Unfortunately, it’s not as easy as it sounds. The skills that make a great salesperson are not the same skills that make a great sales manager. This is similar to how the first chair violinist is usually not cut out for conducting. Extensive knowledge about a topic does not translate to the skills needed to teach that subject.
While a reasonable person would agree that management is a skill in its own right, sales leaders still do not invest in training their newly hired managers with the skills they need to be successful. You need to invest in your front line managers in order to build an elite level sales force, and to make the most out of the work of your sellers. According to research by Vantage Point Performance, untrained sales managers can cost the company roughly $3.5 million per manager. There are three main areas where phenomenal sales managers excel, and most, if not all individual sellers would struggle.

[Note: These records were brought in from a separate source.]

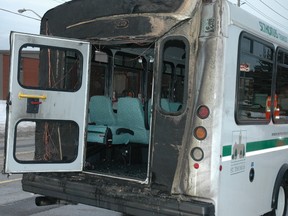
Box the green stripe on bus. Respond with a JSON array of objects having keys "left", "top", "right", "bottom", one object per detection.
[
  {"left": 222, "top": 145, "right": 232, "bottom": 157},
  {"left": 247, "top": 138, "right": 288, "bottom": 152},
  {"left": 222, "top": 138, "right": 288, "bottom": 157}
]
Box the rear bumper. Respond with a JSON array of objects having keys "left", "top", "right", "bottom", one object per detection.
[{"left": 22, "top": 173, "right": 215, "bottom": 216}]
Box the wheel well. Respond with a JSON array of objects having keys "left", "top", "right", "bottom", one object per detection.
[{"left": 271, "top": 163, "right": 288, "bottom": 209}]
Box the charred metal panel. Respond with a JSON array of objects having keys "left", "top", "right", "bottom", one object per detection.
[
  {"left": 65, "top": 16, "right": 152, "bottom": 39},
  {"left": 41, "top": 0, "right": 183, "bottom": 37},
  {"left": 40, "top": 0, "right": 199, "bottom": 40},
  {"left": 172, "top": 1, "right": 225, "bottom": 199},
  {"left": 151, "top": 114, "right": 187, "bottom": 189},
  {"left": 150, "top": 8, "right": 203, "bottom": 191},
  {"left": 22, "top": 173, "right": 215, "bottom": 215},
  {"left": 45, "top": 0, "right": 185, "bottom": 21},
  {"left": 149, "top": 0, "right": 208, "bottom": 194},
  {"left": 42, "top": 16, "right": 176, "bottom": 40},
  {"left": 183, "top": 37, "right": 224, "bottom": 198}
]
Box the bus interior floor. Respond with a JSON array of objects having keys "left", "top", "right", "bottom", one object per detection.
[{"left": 84, "top": 144, "right": 148, "bottom": 180}]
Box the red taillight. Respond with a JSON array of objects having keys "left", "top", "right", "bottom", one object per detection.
[{"left": 197, "top": 105, "right": 210, "bottom": 119}]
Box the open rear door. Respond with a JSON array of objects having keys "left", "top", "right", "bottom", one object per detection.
[{"left": 4, "top": 32, "right": 90, "bottom": 173}]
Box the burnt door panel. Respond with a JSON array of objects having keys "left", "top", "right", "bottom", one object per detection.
[{"left": 151, "top": 37, "right": 189, "bottom": 190}]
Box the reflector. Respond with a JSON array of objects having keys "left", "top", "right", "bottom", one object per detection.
[{"left": 191, "top": 147, "right": 204, "bottom": 161}]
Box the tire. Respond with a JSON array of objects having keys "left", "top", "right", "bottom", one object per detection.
[{"left": 274, "top": 183, "right": 288, "bottom": 216}]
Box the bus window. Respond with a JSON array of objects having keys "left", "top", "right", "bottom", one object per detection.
[
  {"left": 236, "top": 34, "right": 274, "bottom": 123},
  {"left": 113, "top": 52, "right": 145, "bottom": 100},
  {"left": 275, "top": 48, "right": 288, "bottom": 123},
  {"left": 89, "top": 63, "right": 106, "bottom": 96},
  {"left": 88, "top": 49, "right": 109, "bottom": 97},
  {"left": 19, "top": 45, "right": 83, "bottom": 91},
  {"left": 160, "top": 39, "right": 187, "bottom": 113}
]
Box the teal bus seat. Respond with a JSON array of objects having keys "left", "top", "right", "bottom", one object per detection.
[
  {"left": 160, "top": 98, "right": 182, "bottom": 112},
  {"left": 87, "top": 125, "right": 129, "bottom": 145},
  {"left": 87, "top": 96, "right": 129, "bottom": 145},
  {"left": 109, "top": 126, "right": 130, "bottom": 145},
  {"left": 89, "top": 95, "right": 116, "bottom": 126},
  {"left": 169, "top": 102, "right": 182, "bottom": 112},
  {"left": 117, "top": 97, "right": 149, "bottom": 144},
  {"left": 160, "top": 98, "right": 170, "bottom": 112},
  {"left": 87, "top": 125, "right": 111, "bottom": 144}
]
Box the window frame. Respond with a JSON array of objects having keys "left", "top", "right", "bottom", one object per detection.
[
  {"left": 18, "top": 43, "right": 84, "bottom": 92},
  {"left": 273, "top": 47, "right": 288, "bottom": 124},
  {"left": 158, "top": 36, "right": 189, "bottom": 115},
  {"left": 235, "top": 32, "right": 275, "bottom": 125}
]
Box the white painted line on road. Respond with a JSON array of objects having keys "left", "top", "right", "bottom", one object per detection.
[{"left": 0, "top": 178, "right": 21, "bottom": 184}]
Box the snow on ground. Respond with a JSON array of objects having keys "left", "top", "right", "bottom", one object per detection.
[
  {"left": 0, "top": 100, "right": 6, "bottom": 140},
  {"left": 0, "top": 100, "right": 5, "bottom": 124}
]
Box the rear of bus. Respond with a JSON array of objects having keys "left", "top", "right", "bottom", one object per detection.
[{"left": 4, "top": 0, "right": 227, "bottom": 215}]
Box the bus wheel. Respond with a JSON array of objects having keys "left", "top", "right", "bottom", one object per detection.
[{"left": 274, "top": 183, "right": 287, "bottom": 216}]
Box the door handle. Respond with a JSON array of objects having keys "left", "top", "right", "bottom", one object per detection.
[{"left": 18, "top": 92, "right": 47, "bottom": 100}]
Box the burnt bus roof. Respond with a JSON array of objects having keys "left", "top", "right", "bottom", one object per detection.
[{"left": 40, "top": 0, "right": 197, "bottom": 42}]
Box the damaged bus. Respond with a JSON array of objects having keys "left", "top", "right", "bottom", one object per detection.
[{"left": 4, "top": 0, "right": 288, "bottom": 215}]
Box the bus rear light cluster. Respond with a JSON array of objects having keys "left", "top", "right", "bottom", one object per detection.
[{"left": 191, "top": 105, "right": 210, "bottom": 168}]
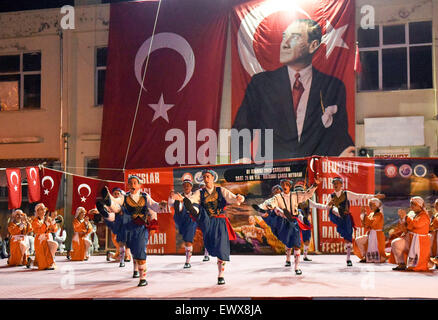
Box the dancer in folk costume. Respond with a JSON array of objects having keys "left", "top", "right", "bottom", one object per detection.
[
  {"left": 353, "top": 198, "right": 388, "bottom": 263},
  {"left": 169, "top": 179, "right": 207, "bottom": 268},
  {"left": 27, "top": 203, "right": 58, "bottom": 270},
  {"left": 69, "top": 207, "right": 93, "bottom": 261},
  {"left": 7, "top": 209, "right": 32, "bottom": 266},
  {"left": 294, "top": 181, "right": 319, "bottom": 262},
  {"left": 100, "top": 188, "right": 132, "bottom": 267},
  {"left": 324, "top": 176, "right": 384, "bottom": 267},
  {"left": 172, "top": 169, "right": 245, "bottom": 285},
  {"left": 253, "top": 178, "right": 321, "bottom": 274},
  {"left": 97, "top": 175, "right": 166, "bottom": 286},
  {"left": 390, "top": 196, "right": 432, "bottom": 271},
  {"left": 430, "top": 199, "right": 438, "bottom": 267}
]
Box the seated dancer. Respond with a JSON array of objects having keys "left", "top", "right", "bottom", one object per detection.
[
  {"left": 353, "top": 198, "right": 388, "bottom": 263},
  {"left": 430, "top": 199, "right": 438, "bottom": 267},
  {"left": 96, "top": 175, "right": 166, "bottom": 286},
  {"left": 100, "top": 187, "right": 131, "bottom": 267},
  {"left": 253, "top": 178, "right": 321, "bottom": 275},
  {"left": 172, "top": 169, "right": 245, "bottom": 285},
  {"left": 169, "top": 178, "right": 200, "bottom": 269},
  {"left": 69, "top": 207, "right": 93, "bottom": 261},
  {"left": 390, "top": 196, "right": 432, "bottom": 271},
  {"left": 325, "top": 176, "right": 384, "bottom": 267},
  {"left": 27, "top": 203, "right": 58, "bottom": 270},
  {"left": 7, "top": 209, "right": 32, "bottom": 266}
]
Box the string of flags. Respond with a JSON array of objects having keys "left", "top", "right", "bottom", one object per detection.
[{"left": 4, "top": 165, "right": 125, "bottom": 215}]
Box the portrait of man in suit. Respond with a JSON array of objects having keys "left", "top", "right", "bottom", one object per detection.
[{"left": 232, "top": 18, "right": 355, "bottom": 161}]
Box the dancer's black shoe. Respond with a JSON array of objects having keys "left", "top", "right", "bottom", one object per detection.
[{"left": 217, "top": 277, "right": 225, "bottom": 285}]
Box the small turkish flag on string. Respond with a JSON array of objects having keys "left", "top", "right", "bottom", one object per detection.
[
  {"left": 72, "top": 175, "right": 101, "bottom": 214},
  {"left": 6, "top": 168, "right": 22, "bottom": 210},
  {"left": 40, "top": 167, "right": 63, "bottom": 212},
  {"left": 26, "top": 166, "right": 41, "bottom": 203}
]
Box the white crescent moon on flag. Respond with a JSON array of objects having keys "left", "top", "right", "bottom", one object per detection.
[
  {"left": 41, "top": 176, "right": 55, "bottom": 190},
  {"left": 29, "top": 167, "right": 38, "bottom": 181},
  {"left": 78, "top": 183, "right": 92, "bottom": 197},
  {"left": 10, "top": 171, "right": 19, "bottom": 185},
  {"left": 309, "top": 158, "right": 315, "bottom": 173},
  {"left": 134, "top": 32, "right": 195, "bottom": 93},
  {"left": 237, "top": 1, "right": 311, "bottom": 76}
]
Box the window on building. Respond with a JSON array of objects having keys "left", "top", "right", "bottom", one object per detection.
[
  {"left": 85, "top": 157, "right": 99, "bottom": 177},
  {"left": 0, "top": 51, "right": 41, "bottom": 110},
  {"left": 95, "top": 47, "right": 107, "bottom": 106},
  {"left": 357, "top": 21, "right": 432, "bottom": 91}
]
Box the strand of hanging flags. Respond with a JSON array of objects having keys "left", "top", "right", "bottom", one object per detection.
[{"left": 4, "top": 165, "right": 125, "bottom": 215}]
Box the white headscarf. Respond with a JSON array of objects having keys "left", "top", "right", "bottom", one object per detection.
[
  {"left": 11, "top": 209, "right": 23, "bottom": 220},
  {"left": 368, "top": 198, "right": 382, "bottom": 209},
  {"left": 75, "top": 207, "right": 86, "bottom": 219},
  {"left": 410, "top": 196, "right": 426, "bottom": 210},
  {"left": 34, "top": 203, "right": 47, "bottom": 216}
]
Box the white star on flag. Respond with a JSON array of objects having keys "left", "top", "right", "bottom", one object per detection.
[
  {"left": 33, "top": 180, "right": 37, "bottom": 186},
  {"left": 81, "top": 196, "right": 87, "bottom": 202},
  {"left": 321, "top": 21, "right": 349, "bottom": 58},
  {"left": 44, "top": 189, "right": 50, "bottom": 195},
  {"left": 148, "top": 94, "right": 174, "bottom": 123},
  {"left": 14, "top": 186, "right": 18, "bottom": 191}
]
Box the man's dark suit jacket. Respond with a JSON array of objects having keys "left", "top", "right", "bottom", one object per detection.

It can be extremely difficult to predict success in sales. According to an article by HBR, the average turnover rate in sales is 27% - twice the average of the overall labor force. If the overall industry is not often effective at predicting success, we can’t expect new managers to do much better. The ‘right’ person is hard to predict, so they will inevitably have some bad hires. While that can’t be avoided, it’s the role of the manager to optimize the team to get the most out of every individual. Dividing responsibilities based on the unique skill sets of each team member is the best path to a successful team. It also gives well-trained sales managers an opportunity to discern the characteristics that make an ideal next hire.
You can’t tell someone to get taller and expect them to do it. I can’t just decide I want to dunk and suddenly jump ten feet into the air. Sales managers and leaders however, often apply the same impractical logic to front line managers.
You can’t tell sellers to get more revenue or book more initial appointments and just expect that to happen. A more realistic method is to hold sellers accountable for their activities, not their results. As a sales manager, you need to be able to reverse engineer what activities, at what cadence, will lead to the results you need from your team.
For example, if you need three more initial appointments a month from a particular seller; start by looking at how many dials it takes for them to schedule an appointment on average to calculate how many more dials they need to make. Then find out the number of prospects they need to add each week to make those dials possible. Those are activities that are within the seller’s control and will lead to results if done often and well. However, reverse engineering those metrics is not an easy task. In order to do this effectively, sales managers need a comprehensive skill set, honed through training.
Some people learn better by doing. Others are librarians and want to read all about something to really grasp the concept. A few people on your team may be visual learners or need to see examples of perfect execution. The point is that no two people learn the same exact way. Sales managers need recognize how their team members learn and plan coaching sessions catered to each individual on their team. This is not an innate skill. It’s definitely not a skill that a top performer ever had to master. New managers need coaching and skills training to recognize these patterns and create individualized skill improvement plans.
The best performers in your sales organizations have been, well… performers. They’ve been concerned with their own sales, numbers, and skill development. They had to work hard, and certainly have potential to be good managers, or successful in another sales role, such as Account Executive.
However, the skills needed to succeed as a manager very rarely, if ever, come naturally. It would be unrealistic to expect that your top performer can automatically pick up the baton and become an amazing manager. Respecting the separate disciplines of selling, sales coaching, and the role that training plays in each is an indispensable part of growing revenue through sales.